癌細胞の正常分裂を阻害する酵素蛋白を発見

11.12.2016

Photo: The Institute of Cancer Research

 

癌細胞の特徴は正常細胞に比べて成長が早いことである。この性質は放射線治療で癌細胞で折りたたまれていない(無防備の)DNAを特異的に破壊して、癌細胞を死滅させる原理となっている。

 

英国癌研究所、ケンブリッジ大学、ダブリン大学の研究チームがこのほど有糸分裂時にBuBR1と呼ばれる酵素蛋白が癌細胞の細胞分裂時に攻撃して破壊することを発見した。BuBR1分子が染色体を複製して細胞分裂した細胞が未熟な状態に置かれ死滅することを見出した(Molecular Cell December 8, 2016)。

 

BuBR1分子(注1)は分裂後に修飾染色体が複製されて定位するのを妨げる機能を持つ(。BuBR1分子を細胞から抜き取り変異させたものと置き換えると有糸分裂が時間を制御できなくなり、分裂後の細胞の染色体が均等に配置されない。

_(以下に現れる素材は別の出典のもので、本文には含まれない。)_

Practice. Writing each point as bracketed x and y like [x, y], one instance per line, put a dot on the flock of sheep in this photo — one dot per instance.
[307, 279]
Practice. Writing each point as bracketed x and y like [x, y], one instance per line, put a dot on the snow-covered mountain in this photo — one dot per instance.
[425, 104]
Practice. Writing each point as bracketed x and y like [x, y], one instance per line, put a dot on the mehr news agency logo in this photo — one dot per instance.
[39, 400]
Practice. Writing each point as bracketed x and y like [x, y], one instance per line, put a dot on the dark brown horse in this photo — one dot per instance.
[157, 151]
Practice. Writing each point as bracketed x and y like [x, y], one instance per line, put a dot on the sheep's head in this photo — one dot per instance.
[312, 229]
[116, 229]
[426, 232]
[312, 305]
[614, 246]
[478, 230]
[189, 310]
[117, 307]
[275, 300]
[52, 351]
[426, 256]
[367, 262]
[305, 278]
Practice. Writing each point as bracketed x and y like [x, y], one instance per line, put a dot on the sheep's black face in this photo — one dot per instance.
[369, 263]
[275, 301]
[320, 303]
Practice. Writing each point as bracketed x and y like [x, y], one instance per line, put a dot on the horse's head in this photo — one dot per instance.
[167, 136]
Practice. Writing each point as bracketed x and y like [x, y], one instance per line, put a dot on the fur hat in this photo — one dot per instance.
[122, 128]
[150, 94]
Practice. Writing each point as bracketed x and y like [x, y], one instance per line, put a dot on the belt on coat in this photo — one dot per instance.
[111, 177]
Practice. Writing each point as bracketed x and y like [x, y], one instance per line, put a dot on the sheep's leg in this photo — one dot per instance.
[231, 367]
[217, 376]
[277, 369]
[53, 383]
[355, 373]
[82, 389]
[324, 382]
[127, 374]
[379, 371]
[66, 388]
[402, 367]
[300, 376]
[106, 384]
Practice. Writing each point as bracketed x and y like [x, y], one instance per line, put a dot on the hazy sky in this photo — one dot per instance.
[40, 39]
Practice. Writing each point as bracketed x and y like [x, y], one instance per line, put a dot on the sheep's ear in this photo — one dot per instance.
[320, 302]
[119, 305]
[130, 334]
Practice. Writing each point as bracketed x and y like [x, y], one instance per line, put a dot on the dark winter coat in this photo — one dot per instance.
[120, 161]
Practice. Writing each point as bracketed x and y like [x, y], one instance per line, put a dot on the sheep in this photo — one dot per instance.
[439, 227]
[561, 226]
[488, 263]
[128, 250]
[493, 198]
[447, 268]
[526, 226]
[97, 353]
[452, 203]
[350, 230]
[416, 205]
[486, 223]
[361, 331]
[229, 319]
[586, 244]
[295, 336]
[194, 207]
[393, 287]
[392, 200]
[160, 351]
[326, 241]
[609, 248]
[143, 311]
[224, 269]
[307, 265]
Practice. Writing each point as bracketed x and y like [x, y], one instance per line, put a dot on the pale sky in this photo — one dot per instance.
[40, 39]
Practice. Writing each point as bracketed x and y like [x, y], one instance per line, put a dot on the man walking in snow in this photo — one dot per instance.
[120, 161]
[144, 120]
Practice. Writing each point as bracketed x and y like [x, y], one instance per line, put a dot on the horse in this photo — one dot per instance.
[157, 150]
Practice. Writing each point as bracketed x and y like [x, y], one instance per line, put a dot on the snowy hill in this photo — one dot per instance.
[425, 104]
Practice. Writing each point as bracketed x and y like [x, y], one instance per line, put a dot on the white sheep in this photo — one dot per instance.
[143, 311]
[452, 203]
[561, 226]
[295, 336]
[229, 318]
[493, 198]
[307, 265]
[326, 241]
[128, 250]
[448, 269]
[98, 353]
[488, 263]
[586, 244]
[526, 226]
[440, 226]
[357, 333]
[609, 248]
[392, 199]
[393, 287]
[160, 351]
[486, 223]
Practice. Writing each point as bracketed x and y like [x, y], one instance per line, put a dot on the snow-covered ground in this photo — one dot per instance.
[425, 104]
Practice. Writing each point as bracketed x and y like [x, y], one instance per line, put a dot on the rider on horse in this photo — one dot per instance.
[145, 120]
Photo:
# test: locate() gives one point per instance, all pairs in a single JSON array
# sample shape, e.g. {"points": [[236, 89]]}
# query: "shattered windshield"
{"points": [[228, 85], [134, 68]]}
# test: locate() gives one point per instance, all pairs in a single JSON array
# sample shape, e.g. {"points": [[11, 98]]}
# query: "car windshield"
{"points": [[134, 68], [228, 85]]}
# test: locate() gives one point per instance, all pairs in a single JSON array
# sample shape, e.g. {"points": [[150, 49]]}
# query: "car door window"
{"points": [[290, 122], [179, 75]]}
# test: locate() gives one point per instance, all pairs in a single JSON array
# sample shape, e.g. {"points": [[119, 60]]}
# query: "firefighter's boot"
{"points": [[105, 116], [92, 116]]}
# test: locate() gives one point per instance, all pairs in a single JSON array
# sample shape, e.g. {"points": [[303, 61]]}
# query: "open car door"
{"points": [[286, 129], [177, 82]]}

研究グループはBuBR1のABBA配列と呼ばれる部分が染色体の分裂タイミング制御の役割を持つことを発見した。

 

(注1)体細胞分裂時の紡錘体形成チェックポイント(下図)で正常な染色体分裂に欠かせない存在で、癌治療に応用する試みが行われている。

 

 

Source: Wiki

 

癌細胞は正常細胞より多くの染色体を持つため分裂するのに余計な時間がかかる。BuBR1分子は染色体の分裂タイミング制御することを逆手に取って、わざと早い時期に分裂させれば、未熟な状態に置かれる分裂時を狙って癌細胞を死滅させることができる。下図左は均等に配分された正常な分裂期の染色体タンパク質複合体(キネトチア)を持つ分裂中期細胞。変異したBuBR1は染色体に不均等に配置し分裂異常を引き起こす。

 

 

Credit: Fox Chase Cancer Center

 

癌細胞の分裂を正常より早めて早熟な分裂をさせて死滅させる新薬も開発中で臨床試験中のものもある。今回発見されたBuBR1を利用した分裂タイミング阻害の機能を持つ新薬も将来は開発されると考えられる。

 

研究チームは癌細胞の特異な分裂現象の理解を深めることが効果的な癌治療に結びつくので、癌治療には基礎研究が重要であることを強調している。抜本的な癌治療には癌細胞の分裂を分子生物学的に制御する薬剤開発が重要となり、それには基礎科学の研究開発を重点的に進める必要が認識され各国とも優先的な予算配分が行われている。